Most toys today are run by electricity
·
Electricity is the flow of electrons; it powers
electronic games.
In this presentation we will not go into toys that use electricity,
since that is many. Anything that uses a
battery is electronic. Video games need the physics of electricity to work.
Slide 10. Magnetism
·
North and South like each other,
they attract. North and North or South and South repel each other
Slide 11.
Light
·
Another
type of toy uses light. What do you use to see yourself in the morning?
(mirror). When you look in the mirror you see yourself because light bounce off
you and then bounces off the mirror and into your eye. Your brain makes sense of
the light you see reflecting off the mirror.
·
Briefly
mention refraction (light bending) and diffraction (light spreading out) as
other ways light waves can move.
·
Optical
illusions that you see in a Fun House uses light.
·
Electromagnetism is Electricity, and Magnetism, and it includes Light. Toys that
use electromagnetism are relatively new, they only became mass produced a few
decades ago.
Slide 13.
Gravity
·
Gravity
is a different force. Most of the toys you experimented with worked with
gravity. On earth we experience gravity all the time.
Slide 14. Gravity
·
Gravity
on earth attracts objects toward the center. Mention Sir Isaac Newton (3rd
law). If we throw a ball on earth what happens? Gravity would pull it back down.

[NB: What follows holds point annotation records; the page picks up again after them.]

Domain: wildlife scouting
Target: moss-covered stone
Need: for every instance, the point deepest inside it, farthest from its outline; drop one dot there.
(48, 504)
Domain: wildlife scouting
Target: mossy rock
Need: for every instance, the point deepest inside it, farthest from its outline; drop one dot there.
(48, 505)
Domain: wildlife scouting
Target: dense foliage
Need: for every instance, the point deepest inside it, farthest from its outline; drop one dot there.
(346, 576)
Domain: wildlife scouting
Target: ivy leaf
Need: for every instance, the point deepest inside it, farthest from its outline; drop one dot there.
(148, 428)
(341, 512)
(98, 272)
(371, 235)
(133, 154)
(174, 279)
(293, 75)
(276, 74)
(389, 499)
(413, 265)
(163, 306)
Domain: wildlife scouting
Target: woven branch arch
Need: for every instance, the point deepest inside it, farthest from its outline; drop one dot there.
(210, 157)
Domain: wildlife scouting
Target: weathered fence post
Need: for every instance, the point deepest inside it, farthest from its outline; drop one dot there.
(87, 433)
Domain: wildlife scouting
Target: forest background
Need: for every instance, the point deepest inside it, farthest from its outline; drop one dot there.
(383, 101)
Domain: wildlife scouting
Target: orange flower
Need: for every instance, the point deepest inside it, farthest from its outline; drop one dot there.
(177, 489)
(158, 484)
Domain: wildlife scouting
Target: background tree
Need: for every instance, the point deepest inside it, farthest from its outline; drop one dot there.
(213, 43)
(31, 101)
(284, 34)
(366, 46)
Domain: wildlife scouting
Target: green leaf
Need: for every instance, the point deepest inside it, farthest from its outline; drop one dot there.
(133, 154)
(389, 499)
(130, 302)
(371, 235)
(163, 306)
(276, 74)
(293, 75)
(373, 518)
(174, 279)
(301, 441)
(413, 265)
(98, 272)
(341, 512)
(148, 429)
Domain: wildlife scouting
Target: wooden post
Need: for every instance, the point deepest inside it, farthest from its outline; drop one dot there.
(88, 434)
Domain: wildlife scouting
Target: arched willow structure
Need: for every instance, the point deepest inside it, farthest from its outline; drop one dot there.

Would the same thing happen on the moon? The lowered gravity would allow it to
travel further before being pulled down.
Slide 15.
Different Type of Balls and Gravity
·
Balls
are designed to resist gravity. This is done by putting spin on the ball (think
gyroscope and antigravity).
·
Footballs are thrown so that they spin, What does a quarterback in football know
about how to make the ball go farther - spinning motion of a football to
reinforce concept of antigravity.
·
Basketballs also are thrown with spin, soccer
balls have flat surfaces so that there is a good surface to kick, and baseballs
have a cork core surrounded by twine so that they are very dense and can travel
further
Slide 16.
Gears
·
Physics
explains the world around us.
Mechanics uses an understanding of physics to move or create work.
·
Gears
transfer motion and force from one rotating shaft to another.
·
Gears is
an example of producing movement.
Robots are an example of a design to produce movement.
Slide 17.
Design of Structures
·
Review
with students that larger items are also designed
by engineers using the principles of physics .
·
Go over
each of the items and the principles they use.
·
When
they take Physics in high school it will help them understand the principles
more.
Slide 18. Gears
·
When you
ride a bike you push on the petal with your foot, and a chain and gears helps
you make the tires move and you go forward.
·
Can demonstrate the jack-in-the box and music box again
Slide 19. Design of
Play Structures
·
Remind students that physics explains the real world.
·
When they go to the playground have them look around and see how they work and
to remember and engineer or scientists designed them.